Un secondo gruppo di batteri, formato da microrganismi metanigeni , porta a termine il lavoro producendo il metano.

Il processo di produzione del biogas avviene all'interno di appositi "digestori", nei quali la biomassa introdotta (il cosiddetto "substrato") viene demolita in percentuali variabili tra il 40 e il 60%.

Caratteristiche e proprietà del biogas

Il biogas ricavato dal processo di digestione è composto mediamente da:

50-80% metano

15-45% anidride carbonica

5% altri gas (soprattutto idrogeno e azoto)

Il biogas è un combustibile gassoso rinnovabile e dotato di un buon potere calorifico.

Con un m3 di biogas è possibile produrre:

circa 1,8-2,2 kWh di energia elettrica

circa 2-3 kWh di energia termica

 I diversi processi di digestione

Ci sono tre tipi diversi di digestione anaerobica, a seconda della temperatura a cui si svolge il processo e del tipo di microrganismi coinvolti:

 Digestione psicrofila (10-25 °C)

Digestione mesofila (circa 35 °C)

Digestione termofila (circa 55 °C)

All'aumentare della temperatura di processo, diminuisce proporzionalmente anche il tempo necessario a decomporre la materia organica.
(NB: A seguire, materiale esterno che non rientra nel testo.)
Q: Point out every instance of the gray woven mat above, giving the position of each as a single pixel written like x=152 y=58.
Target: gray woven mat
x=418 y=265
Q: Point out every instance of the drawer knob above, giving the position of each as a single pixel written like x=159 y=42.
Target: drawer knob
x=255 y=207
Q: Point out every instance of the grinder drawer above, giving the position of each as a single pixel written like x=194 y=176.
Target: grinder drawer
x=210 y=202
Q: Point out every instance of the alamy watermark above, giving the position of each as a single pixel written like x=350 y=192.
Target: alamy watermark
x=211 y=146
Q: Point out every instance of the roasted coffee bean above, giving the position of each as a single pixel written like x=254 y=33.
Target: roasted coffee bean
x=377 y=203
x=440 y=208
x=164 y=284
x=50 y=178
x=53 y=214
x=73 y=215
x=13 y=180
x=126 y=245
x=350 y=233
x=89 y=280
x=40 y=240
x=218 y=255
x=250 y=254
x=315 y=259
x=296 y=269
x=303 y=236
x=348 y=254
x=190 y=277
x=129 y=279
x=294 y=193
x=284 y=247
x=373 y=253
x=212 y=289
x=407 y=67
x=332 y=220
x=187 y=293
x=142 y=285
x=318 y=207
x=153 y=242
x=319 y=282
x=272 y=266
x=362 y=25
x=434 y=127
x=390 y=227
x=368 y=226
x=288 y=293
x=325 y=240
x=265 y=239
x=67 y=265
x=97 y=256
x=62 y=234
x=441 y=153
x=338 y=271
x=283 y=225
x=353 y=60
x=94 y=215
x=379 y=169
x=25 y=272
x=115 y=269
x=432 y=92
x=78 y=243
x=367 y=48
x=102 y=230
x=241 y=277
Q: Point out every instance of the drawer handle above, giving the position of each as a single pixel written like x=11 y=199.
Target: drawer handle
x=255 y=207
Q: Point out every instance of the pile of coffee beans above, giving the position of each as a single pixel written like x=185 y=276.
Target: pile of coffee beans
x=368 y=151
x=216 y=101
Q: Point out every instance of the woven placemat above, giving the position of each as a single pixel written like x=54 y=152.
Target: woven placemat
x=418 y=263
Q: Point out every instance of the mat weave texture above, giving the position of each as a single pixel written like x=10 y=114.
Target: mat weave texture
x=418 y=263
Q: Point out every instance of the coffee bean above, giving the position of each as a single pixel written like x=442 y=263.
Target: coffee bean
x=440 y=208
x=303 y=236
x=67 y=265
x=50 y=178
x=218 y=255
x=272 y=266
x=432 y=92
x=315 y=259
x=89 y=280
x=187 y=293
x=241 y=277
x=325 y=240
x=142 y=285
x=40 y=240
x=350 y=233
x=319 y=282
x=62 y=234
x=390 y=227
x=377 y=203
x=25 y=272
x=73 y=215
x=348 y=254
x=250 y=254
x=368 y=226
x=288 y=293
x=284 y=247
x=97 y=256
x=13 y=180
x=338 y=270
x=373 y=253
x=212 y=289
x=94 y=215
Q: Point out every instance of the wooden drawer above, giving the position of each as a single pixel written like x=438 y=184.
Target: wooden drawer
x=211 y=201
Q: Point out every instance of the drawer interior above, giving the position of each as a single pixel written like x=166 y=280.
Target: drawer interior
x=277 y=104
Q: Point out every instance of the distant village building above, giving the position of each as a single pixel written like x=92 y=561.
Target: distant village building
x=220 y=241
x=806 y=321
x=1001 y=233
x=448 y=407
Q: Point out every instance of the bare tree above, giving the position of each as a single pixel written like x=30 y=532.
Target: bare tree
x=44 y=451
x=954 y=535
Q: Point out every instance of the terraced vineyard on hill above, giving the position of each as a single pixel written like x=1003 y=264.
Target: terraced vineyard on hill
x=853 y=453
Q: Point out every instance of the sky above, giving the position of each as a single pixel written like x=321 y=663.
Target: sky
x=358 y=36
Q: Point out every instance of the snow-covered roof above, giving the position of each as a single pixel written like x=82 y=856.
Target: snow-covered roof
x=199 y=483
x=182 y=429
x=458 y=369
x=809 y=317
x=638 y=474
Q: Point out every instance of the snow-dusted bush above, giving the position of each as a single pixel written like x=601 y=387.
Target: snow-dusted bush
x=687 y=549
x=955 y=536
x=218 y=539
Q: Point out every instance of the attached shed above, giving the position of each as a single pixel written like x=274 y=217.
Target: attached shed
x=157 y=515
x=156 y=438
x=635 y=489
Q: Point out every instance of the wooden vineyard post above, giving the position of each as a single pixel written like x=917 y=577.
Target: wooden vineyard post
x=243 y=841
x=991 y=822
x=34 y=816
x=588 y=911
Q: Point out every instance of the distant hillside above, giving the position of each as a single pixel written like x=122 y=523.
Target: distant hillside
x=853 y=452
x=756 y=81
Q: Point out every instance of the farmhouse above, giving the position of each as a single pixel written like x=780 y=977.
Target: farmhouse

Per questa ragione, le condizioni di esercizio ottimali si raggiungono con la digestione mesofila e termofila.

Esistono altre possibili classificazioni del processo anaerobico.

La più rilevante distingue due grandi gruppi di tecniche di digestione:

Digestione a secco (dry): la biomassa in digestione ha un contenuto di sostanza secca superiore al 20%

Digestione a umido (wet): la biomassa in digestione ha un contenuto di sostanza secca inferiore al 10%

NB: la digestione a umido è quella più diffusa, ad esempio nel caso di liquami zootecnici.

 Impianti di biogas da co-digestione di reflui zootecnici e colture energetiche e/o scarti organici.

La co-digestione consiste nella digestione contemporanea di liquami e colture energetiche (mais, sorgo, ecc.) e/o scarti organici di varia natura.
Il principale vantaggio della co-digestione è dato dal fatto che, miscelando reflui zootecnici e biomasse vegetali, si ottiene un notevole aumento in termini di produttività.

Inoltre, il trattamento di più tipologie di biomassa consente una gestione integrata delle risorse, sia a livello di singola azienda che su scala più ampia, ad esempio attraverso la gestione centralizzata (anche in maniera consortile) di grandi impianti in grado di trattare biomasse di varia origine, provenienti da attività produttive dislocate sul territorio.

In Germania, paese leader nella produzione di biogas, circa il 95% degli impianti lavora in co-digestione. In Italia la percentuale è attorno al 50%, ma si tratta di un'opzione sempre più diffusa soprattutto negli impianti di recente costruzione. Nel nostro paese la tendenza prevalente è di aggiungere ai reflui zootecnici una quota di residui agricoli e/o colture energetiche (in particolare il sorgo e mais) dall'alto contenuto zuccherino, in grado di assicurare buone rese energetiche.